2. Quickly export data to a file: SELECT ... INTO OUTFILE ... FROM wa_xinghao;
3. Quickly load data into the new table: LOAD DATA INFILE ... INTO TABLE wa_xinghao_new;
4. Create required indexes online on the new table: ALTER TABLE wa_xinghao_new ADD INDEX ...;
5. During the maintenance window, atomically rename: RENAME TABLE wa_xinghao TO wa_xinghao_old, wa_xinghao_new TO wa_xinghao;

Reflection

Although the journey was rough, the gains were immense.

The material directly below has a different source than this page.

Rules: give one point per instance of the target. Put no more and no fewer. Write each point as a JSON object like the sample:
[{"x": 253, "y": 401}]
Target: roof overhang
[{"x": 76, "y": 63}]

I've summarized the following key lessons:

1. Engine is fundamental: Before any operation on a large table, first check the ENGINE! Different engines behave vastly differently.
2. Say goodbye to MyISAM: For any business with write, update, and high availability requirements, immediately migrate MyISAM to InnoDB. MyISAM's non-crash-safe nature and table-level locks are ticking time bombs in the system.
3. Respect the KILL command: Do not lightly KILL a DDL process performing write operations on a MyISAM table, or you'll likely end up with a corrupted table.
4. Leverage professional tools: For large table DDL, pt-online-schema-change or gh-ost are not "options" but "necessities."
5. Understand state information: The State in SHOW PROCESSLIST is a golden key for troubleshooting. Both copy to tmp table and Repair by sorting tell us what's happening at the底层.